Making Normalization seem normal

visacrum · Oct 16, 2008

Help making Normalization seem normal?

I'm really not trying to ask noob questions, I promise I'm trying, but there are just some things I can't get my head around.

I've finally got an opportunity to make a database the way I want. The boss who demanded messy database structure is gone, the new bosses are sort of looking to me to clean house, and I actually have some time to learn now.

Our company hosts 4 different kinds of meetings. Large Forums, Regional, Beta, and In-House. We host surgeons, sales reps, and in-house personnel at various locations.

I've currently got a compiled Master table. It is rife with duplication. If doctor A went to meeting 1 and meeting 3 and meeting 4, then doctor A is in that database 3 times, often with a different address, or different rep information (we list which rep services a given doctor).

So I'm trying to normalize all of this. I figure the tables I'll need (and the fields, not including the ID field) are:

People (name, degree, address, phone, email)
Events (city, state, start date, end date)
Properties (i.e. hotels. name, city, state, address, maybe phone)
Reps (name, rank, address, phone, email)
Territory (for the Reps - Territory number, territory name, organization name)
Hospitals (name, address, city, state, phone - this is for affiliations, not for actual practice)

I think I got all that nailed down.

People to Events would be many to many, so I'd need a junction table there.

People to Hospitals would be many to many (a doc may be affiliated with several hospitals, and of course a hospital can have billions of docs)

Properties to Events would be many to many (in case we needed to use more than one property for an event, which we've never done, but I'd rather have it and not need it) so another junction table.

People to Reps would be one to many (a doctor may be covered by more than one rep)

Reps to territory would be one to one.

I'm pretty sure I got all that down. But I start running into questions.

For People, some of the doctors work at (not just 'are affiliated with') a hospital, some just out of an address. If I understand Normal forms, I can't be 1NF if I have a blank practice name, but I can't see that slapping 'Private Practice' is going to do me any sort of good, especially when it comes to merging documents. Also, it's impossible to be sure the information we're getting is not just a home address (despite our asking for a practice address).
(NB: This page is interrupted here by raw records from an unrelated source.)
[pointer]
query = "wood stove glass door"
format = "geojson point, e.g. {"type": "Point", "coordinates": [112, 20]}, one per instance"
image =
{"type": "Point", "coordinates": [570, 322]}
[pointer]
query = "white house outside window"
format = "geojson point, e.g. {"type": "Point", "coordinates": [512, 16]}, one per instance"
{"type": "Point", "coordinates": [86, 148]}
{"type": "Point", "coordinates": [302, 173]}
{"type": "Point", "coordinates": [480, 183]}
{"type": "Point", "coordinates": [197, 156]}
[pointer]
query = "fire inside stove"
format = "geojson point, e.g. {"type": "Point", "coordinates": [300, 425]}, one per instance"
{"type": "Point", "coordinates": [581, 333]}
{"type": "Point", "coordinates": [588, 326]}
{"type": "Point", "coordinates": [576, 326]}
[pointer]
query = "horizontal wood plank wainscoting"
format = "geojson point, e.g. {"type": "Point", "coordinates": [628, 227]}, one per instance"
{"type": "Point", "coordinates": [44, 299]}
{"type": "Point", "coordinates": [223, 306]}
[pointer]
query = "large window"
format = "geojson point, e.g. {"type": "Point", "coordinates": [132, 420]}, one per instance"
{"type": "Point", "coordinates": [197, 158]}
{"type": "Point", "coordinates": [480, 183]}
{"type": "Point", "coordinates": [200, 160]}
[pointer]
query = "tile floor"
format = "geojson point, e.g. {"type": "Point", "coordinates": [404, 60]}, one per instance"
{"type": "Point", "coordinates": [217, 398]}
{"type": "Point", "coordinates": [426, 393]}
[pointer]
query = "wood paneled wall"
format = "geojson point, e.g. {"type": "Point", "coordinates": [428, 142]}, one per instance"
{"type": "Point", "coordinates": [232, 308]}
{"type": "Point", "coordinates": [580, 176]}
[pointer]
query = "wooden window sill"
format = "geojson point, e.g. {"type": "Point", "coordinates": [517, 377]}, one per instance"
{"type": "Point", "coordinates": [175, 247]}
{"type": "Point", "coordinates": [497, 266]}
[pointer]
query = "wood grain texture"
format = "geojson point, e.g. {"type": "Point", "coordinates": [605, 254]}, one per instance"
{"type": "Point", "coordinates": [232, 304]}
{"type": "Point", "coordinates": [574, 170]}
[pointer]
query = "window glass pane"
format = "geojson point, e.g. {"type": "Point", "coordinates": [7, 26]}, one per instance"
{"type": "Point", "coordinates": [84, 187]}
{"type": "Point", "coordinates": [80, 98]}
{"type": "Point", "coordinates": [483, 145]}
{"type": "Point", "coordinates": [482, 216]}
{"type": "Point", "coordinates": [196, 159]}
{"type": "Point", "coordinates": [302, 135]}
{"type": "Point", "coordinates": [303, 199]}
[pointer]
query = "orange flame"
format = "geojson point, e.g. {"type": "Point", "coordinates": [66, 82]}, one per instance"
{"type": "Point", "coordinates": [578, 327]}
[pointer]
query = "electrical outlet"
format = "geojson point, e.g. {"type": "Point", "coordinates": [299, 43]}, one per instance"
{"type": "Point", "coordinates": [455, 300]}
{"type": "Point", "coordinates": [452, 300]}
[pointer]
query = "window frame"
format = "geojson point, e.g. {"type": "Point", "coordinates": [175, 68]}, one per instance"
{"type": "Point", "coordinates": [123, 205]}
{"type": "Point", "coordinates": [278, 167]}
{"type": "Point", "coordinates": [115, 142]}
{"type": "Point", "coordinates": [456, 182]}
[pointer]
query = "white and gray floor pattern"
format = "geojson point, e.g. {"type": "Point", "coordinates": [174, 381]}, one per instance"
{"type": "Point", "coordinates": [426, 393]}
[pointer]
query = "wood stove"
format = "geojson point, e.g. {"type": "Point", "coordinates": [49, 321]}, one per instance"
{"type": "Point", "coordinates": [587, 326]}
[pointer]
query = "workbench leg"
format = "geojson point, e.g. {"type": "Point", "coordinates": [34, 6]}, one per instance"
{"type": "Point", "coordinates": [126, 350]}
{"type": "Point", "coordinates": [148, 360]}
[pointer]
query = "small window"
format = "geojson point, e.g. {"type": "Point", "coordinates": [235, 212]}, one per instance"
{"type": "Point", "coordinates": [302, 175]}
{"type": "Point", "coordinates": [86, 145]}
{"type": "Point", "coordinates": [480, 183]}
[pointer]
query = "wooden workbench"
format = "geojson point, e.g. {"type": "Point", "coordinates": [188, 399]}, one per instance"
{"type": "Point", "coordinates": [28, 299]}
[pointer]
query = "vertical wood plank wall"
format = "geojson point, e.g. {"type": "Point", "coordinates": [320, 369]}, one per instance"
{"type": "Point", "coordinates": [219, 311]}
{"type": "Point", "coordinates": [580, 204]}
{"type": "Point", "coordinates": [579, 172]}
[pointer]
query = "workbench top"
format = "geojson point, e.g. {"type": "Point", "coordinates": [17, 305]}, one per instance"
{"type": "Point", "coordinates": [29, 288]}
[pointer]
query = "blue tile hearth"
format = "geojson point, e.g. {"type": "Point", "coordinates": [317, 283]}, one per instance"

I start thinking I should change the last table from 'Hospitals' to just 'Addresses', but I'm still left with the null field possibility.

And I have a possibility of duplication. A rep may cover a given doctor, AND may be attending a meeting. So I could conceivably have a rep listed under People for having attended a meeting, and under Reps for simply being a rep (and in that case, I'd have nothing to link to under reps, unless I link it to themselves. Would that look hokey?).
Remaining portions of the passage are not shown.